Les dessins d’Edith par leur précision (l es expressions du visage, les lieux représentés) me paraissent compléter et enrichir remarquablement le texte.


 La mémoire des combats qui nous permettent ainsi de jouir de nos droits actuels sont importants. Avez-vous l’impression que c’est une chose que l’on a tendance à vite oublier ? Qui est une chose perçue comme acquise alors que la démocratie reste une chose fragile ?


Oui je crois que la démocratie est une chose très fragile, les menaces d’aujourd’hui ne sont pas celles d’hier, notamment en matière de liberté. Toutes les avancées technologiques et elles sont vertigineuses peuvent attenter à nos libertés, à la protection de nos vies privées et je dirais même à ce qui constitue l’essentiel, notre vie intérieure.


Par ailleurs se poursuivent les formes classiques d’atteinte à la liberté, comme celle de manifester par exemple qui est un droit fondamental pour les peuples.

Conclusion : restons vigilants et jaloux de nos vies privées, de nos territoires intimes mais aussi entre autres, de notre liberté d’expression. Restons vigilants face à tout ce qui nous désolidarise les uns des autres, nous interdisant de nous rassembler et de créer une véritable communauté humaine (exemple du télétravail qui s’il persiste à la fin de la pandémie laissera les gens isolés, solitaires, impuissants à se battre pour leurs droits)


Le livre est aussi en lien avec Amnesty International. C’était donc important pour vous de faire un parallèle entre la situation en France et le reste du monde ? Un rappel pour les lecteurs français de leur chance au passage en plus de dénoncer des situations compliquées ?

La lettre d’Amnesty est extrêmement forte et belle, nous en sommes très fières, cela donne au livre une véritable légitimité. Oui il est important de ne pas se vivre comme le centre du monde et de regarder ailleurs ce qui se passe et comment les droits fondamentaux sont parfois mis à mal.

La visée de ce livre est d’inscrire ces droits dans le temps, d’en rappeler l’histoire, d’évoquer ceux qui se sont battus pour les faire advenir mais de les inscrire aussi dans le monde et le temps d’aujourd’hui.


 

En cette période ou la parole des femmes est mise en lumière, j’ai compté 7 personnalités masculines sur les 10 portraits qui sont à la fin des divers droits. Il y a seulement deux femmes à savoir Simone Veil et Louise Weiss. Cela montre-t-il que les femmes n’avaient pas la place dans ces combats ?


 Il y a peu de femmes mais c’est parce qu’elles sont restées anonymes, dans l’ombre, agissant collectivement. Ainsi pendant la première guerre mondiale la place des femmes était elle fondamentale, les hommes étant au front, ce sont elles qui ont littéralement fait « marcher » le pays.  

Je reste persuadée que sans les femmes jamais nous n’aurions acquis ces droits précieux.


Est-ce un combat aussi personnel ? Êtes-vous impliquées dans la lutte pour certaines causes ?

Militante hier pour plus de justice sociale, aujourd’hui j’essaie de transmettre certaines valeurs auxquelles je crois dans mes livres.


Pour terminer cette interview, je souhaite faire vos portraits de lectrices si cela est possible. Quelles lectrices êtes-vous ? Avez-vous toujours lu ?

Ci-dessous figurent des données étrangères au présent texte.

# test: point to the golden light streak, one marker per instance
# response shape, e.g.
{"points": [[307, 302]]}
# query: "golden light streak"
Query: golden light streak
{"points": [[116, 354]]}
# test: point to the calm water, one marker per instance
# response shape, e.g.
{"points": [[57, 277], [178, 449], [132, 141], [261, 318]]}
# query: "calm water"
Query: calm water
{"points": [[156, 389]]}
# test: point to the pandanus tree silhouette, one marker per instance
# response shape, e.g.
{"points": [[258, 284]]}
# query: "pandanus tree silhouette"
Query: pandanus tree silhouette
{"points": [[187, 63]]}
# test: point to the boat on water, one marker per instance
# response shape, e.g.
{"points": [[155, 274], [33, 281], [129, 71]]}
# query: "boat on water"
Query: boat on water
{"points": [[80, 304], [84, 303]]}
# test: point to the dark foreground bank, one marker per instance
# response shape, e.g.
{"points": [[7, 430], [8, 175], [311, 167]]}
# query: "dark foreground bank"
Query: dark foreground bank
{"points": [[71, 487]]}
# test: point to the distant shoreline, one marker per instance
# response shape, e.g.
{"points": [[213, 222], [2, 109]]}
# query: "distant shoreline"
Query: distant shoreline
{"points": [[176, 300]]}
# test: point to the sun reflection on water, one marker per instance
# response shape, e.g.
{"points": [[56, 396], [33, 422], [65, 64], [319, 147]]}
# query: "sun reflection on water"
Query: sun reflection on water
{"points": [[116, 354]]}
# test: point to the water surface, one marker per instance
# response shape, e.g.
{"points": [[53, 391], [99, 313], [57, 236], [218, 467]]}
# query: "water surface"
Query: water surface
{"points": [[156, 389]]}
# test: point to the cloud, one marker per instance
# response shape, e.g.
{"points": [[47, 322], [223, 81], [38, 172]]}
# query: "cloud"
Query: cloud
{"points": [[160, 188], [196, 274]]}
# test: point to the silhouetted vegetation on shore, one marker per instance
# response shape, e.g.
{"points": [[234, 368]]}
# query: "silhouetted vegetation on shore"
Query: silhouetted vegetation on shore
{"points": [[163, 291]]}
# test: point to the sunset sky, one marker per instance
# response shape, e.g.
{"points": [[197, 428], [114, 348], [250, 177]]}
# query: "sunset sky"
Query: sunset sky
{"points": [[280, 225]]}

 Pour ma part je suis et ai toujours été une grande lectrice. Vivre sans livres me paraît totalement impossible. Je veux dire que j’ai aussi besoin de la présence matérielle des livres autour de moi.

Une maison sans livres m’apparaît comme vide et désespérante.

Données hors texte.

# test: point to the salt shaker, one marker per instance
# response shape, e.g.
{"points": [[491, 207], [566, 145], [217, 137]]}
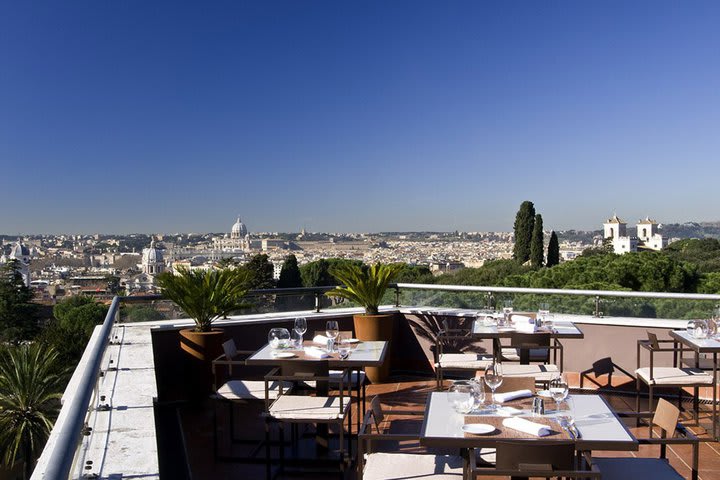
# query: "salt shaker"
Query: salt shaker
{"points": [[538, 406]]}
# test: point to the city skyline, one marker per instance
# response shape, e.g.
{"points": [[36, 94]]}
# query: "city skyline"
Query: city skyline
{"points": [[410, 116]]}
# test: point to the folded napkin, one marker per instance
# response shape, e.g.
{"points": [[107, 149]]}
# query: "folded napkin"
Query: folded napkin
{"points": [[507, 396], [523, 323], [526, 426], [320, 340], [315, 352]]}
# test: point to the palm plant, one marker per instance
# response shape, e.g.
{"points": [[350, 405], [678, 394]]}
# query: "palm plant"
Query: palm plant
{"points": [[206, 295], [363, 284], [31, 384]]}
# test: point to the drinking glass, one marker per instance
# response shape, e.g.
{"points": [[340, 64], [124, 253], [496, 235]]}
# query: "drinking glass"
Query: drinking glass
{"points": [[544, 312], [461, 397], [558, 391], [493, 379], [300, 326], [343, 347], [331, 330]]}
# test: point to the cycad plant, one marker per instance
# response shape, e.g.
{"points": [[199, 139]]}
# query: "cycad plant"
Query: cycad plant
{"points": [[364, 284], [206, 295], [31, 384]]}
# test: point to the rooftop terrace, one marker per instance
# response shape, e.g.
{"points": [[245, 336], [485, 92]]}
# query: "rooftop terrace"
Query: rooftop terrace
{"points": [[129, 390]]}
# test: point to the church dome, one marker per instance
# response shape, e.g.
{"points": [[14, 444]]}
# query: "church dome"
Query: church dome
{"points": [[152, 255], [239, 230]]}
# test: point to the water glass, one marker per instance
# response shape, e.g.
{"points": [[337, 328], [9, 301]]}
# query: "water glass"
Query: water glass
{"points": [[493, 379], [558, 391], [332, 331], [461, 397]]}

Quel titre de roman (ou autre ouvrage) conseillerez-vous 

Je conseillerais Maupassant (Les contes mais aussi Une vie) Flaubert (Madame Bovary) Kafka (La métamorphose) Georges Perec (L’homme qui dort ou W Souvenirs d’enfance), de longues et merveilleuses traversées comme A la recherche du temps perdu et tant de livres encore…

Je conseillerais surtout de lire beaucoup en sachant que vous finirez par trouver le Livre de votre vie, celui qui vous semblera n’avoir été écrit que pour vous et qui vous accompagnera longtemps.